For IFR you can start with seroprevalence data here and then work back from death rates: https://twitter.com/ScottGottliebMD/status/1268191059009581056
Regarding back-of-the-envelope calculations, I think we have different approaches to evidence/data. I started with back-of-the-envelope calculations 3 months ago. But I would have based things on a variety of BOTECs and not a single one. Now I’ve found other sources that are taking the BOTEC and doing smarter stuff on top of it, so I mostly defer to those sources, or to experts with a good track record. This is easier for me because I’ve worked full-time on COVID for the past 3 months; if I weren’t in that position I’d probably combine some of my own BOTECs with opinions of people I trusted. In your case, I predict Zvi if you asked him would also say the IFR was in the range I gave.
I clicked through to the tweet you mentioned, which contains a screencap of a chart purporting to show “An Approximate Percentage of the Population That Has COVID-19 Antibodies.” No dates or other info about how these numbers might have been generated.
Fortunately, Gottlieb’s next tweet in the thread contains another screencap of the URLs of the studies mentioned in the chart. I hand-transcribed the Wuhan study URL, and found that while it was performed at a date that’s probably helpful (April 20th) it’s a study in a single hospital in Wuhan, and the abstract explicitly says it’s not a good population estimate:
I’d need to know more about e.g. hospitalization rates in Wuhan to interpret this.

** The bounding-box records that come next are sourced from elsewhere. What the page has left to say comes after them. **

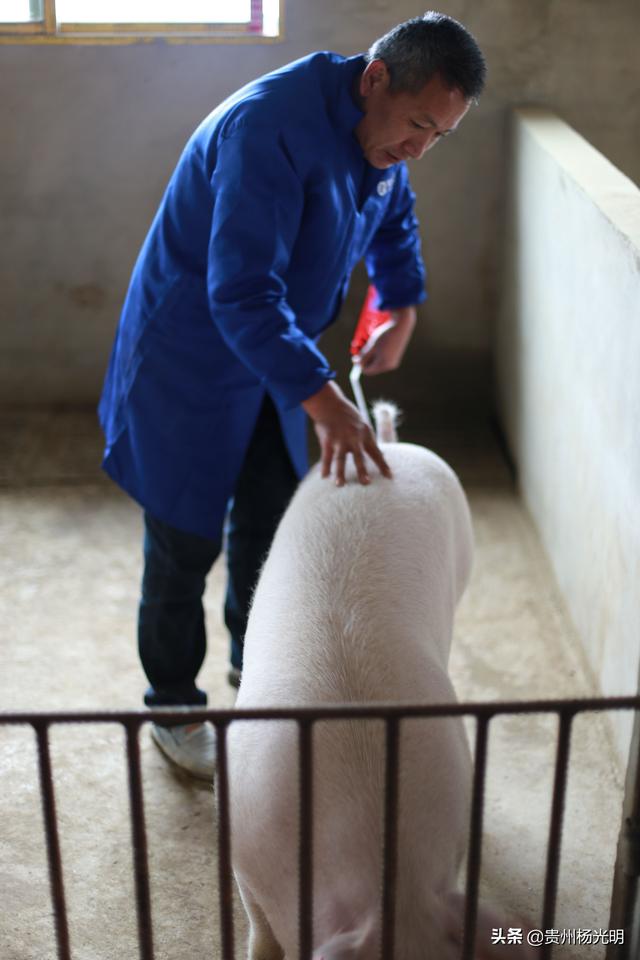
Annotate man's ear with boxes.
[360,60,390,97]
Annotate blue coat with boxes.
[99,53,425,537]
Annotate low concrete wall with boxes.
[497,108,640,755]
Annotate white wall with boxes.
[0,0,640,402]
[497,108,640,753]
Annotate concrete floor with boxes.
[0,410,623,960]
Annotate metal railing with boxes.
[0,697,640,960]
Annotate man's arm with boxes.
[208,130,390,485]
[302,380,391,487]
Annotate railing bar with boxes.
[34,722,71,960]
[298,721,313,960]
[462,717,491,960]
[541,714,573,960]
[382,717,400,960]
[0,696,640,725]
[125,722,154,960]
[216,723,234,960]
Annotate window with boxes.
[0,0,280,42]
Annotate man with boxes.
[100,12,485,778]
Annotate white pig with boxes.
[229,426,532,960]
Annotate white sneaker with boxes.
[151,723,216,780]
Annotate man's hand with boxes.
[302,380,391,487]
[360,307,416,373]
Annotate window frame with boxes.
[0,0,284,44]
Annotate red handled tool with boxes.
[349,284,395,429]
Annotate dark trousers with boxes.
[138,398,298,706]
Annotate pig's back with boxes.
[238,444,471,706]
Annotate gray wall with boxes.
[496,108,640,757]
[0,0,640,403]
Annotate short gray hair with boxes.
[366,10,487,100]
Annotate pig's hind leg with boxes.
[235,874,284,960]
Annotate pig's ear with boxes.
[313,917,375,960]
[444,892,536,960]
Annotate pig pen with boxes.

The New York numbers seem to come from a press release, with no clear info about how testing was conducted.
All of these are point estimates, and to get ongoing infection rates, I’d need to fit a time series model with too many degrees of freedom. Not saying no one can do this, but definitely saying it’s not clear to me how I can make use of these numbers without working on the problem full time for a few weeks.

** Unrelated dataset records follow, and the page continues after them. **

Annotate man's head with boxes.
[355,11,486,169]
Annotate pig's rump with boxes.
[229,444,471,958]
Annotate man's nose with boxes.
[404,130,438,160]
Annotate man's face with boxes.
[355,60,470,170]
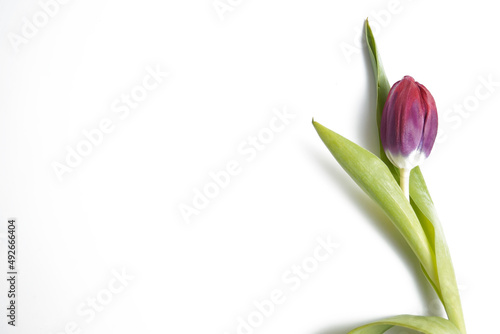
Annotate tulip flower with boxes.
[380,76,438,199]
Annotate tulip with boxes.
[380,76,438,199]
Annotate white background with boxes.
[0,0,500,334]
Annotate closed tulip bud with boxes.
[380,76,438,198]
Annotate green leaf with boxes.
[410,169,466,333]
[365,20,466,334]
[348,315,460,334]
[313,120,435,280]
[365,19,392,167]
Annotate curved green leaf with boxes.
[348,315,460,334]
[313,120,435,280]
[365,20,466,334]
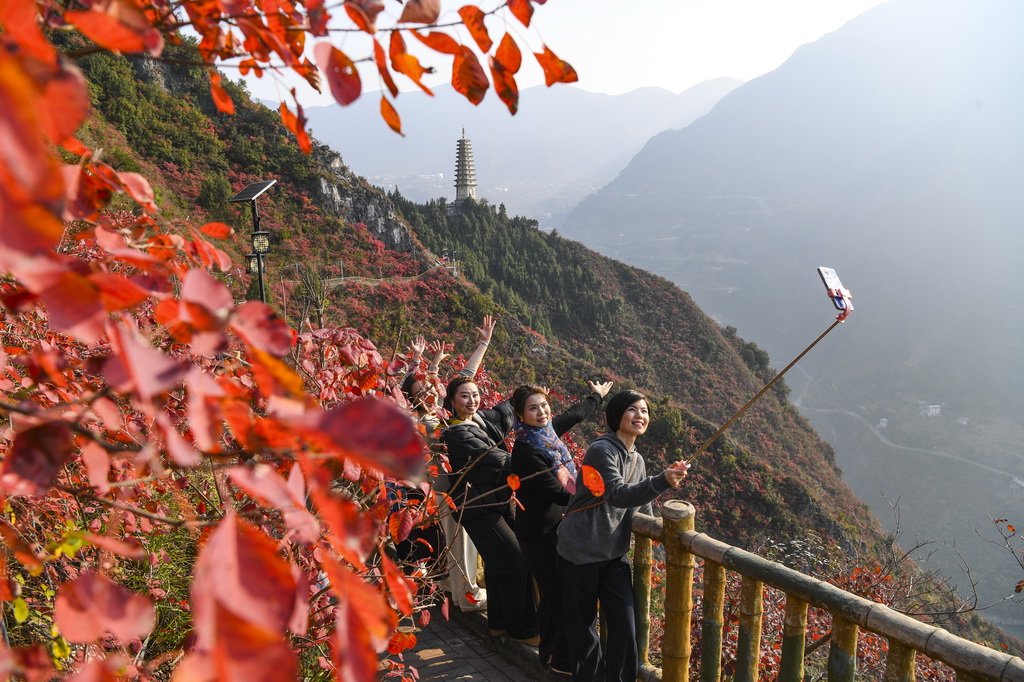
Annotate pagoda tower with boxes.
[455,128,476,207]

You’ve nonspecifically referred to experts and models a few times; that’s not helpful and only serves to intimidate. What would be helpful would be if you could point to specific models by specific experts that make specific claims which you found helpful.
I’m not trying to intimidate; I’m trying to point out that I think you’re making errors that could be corrected by more research, which I hoped would be helpful. I’ve provided one link (which took me some time to dig up). If you don’t find this useful that’s fine, you’re not obligated to believe me and I’m not obligated to turn a LW comment into a lit review.
Given that it apparently took you some time to dig up even as much as a tweet with a screen cap of some numbers that with quite a lot of additional investigation might be helpful, I hope you’re now at least less “confused” about why I am “relying on this back of the envelope rather than the pretty extensive body of work on this question.”
If you want to see something better, show something better.
The director of NIAID publicly endorsed that model’s bottom line.
Because of false positives, seroprevalence is massively overestimated everywhere that there hasn’t been a massive outbreak. In those places the IFR is 1-2%. But can we extrapolate to normal outbreaks? If, as widely believed, an overrun medical system has worse mortality, then maybe the normal IFR really is only 0.5-1%. But if your meta-analysis directly measures that, it is not well-done.
The intro paragraph seems to be talking about IFR (“around 2% of people who got COVID-19 would die”) and suggesting that “we have enough data to check”, i.e. that you’re estimating IFR and have good data on it.
Good point, I should add a clarifying note.
Here is a study that a colleague recommends: https://www.medrxiv.org/content/10.1101/2020.05.03.20089854v3. Tweet version: https://mobile.twitter.com/gidmk/status/1270171589170966529?s=21
Their point estimate is 0.64% but with likely heterogeneity across settings.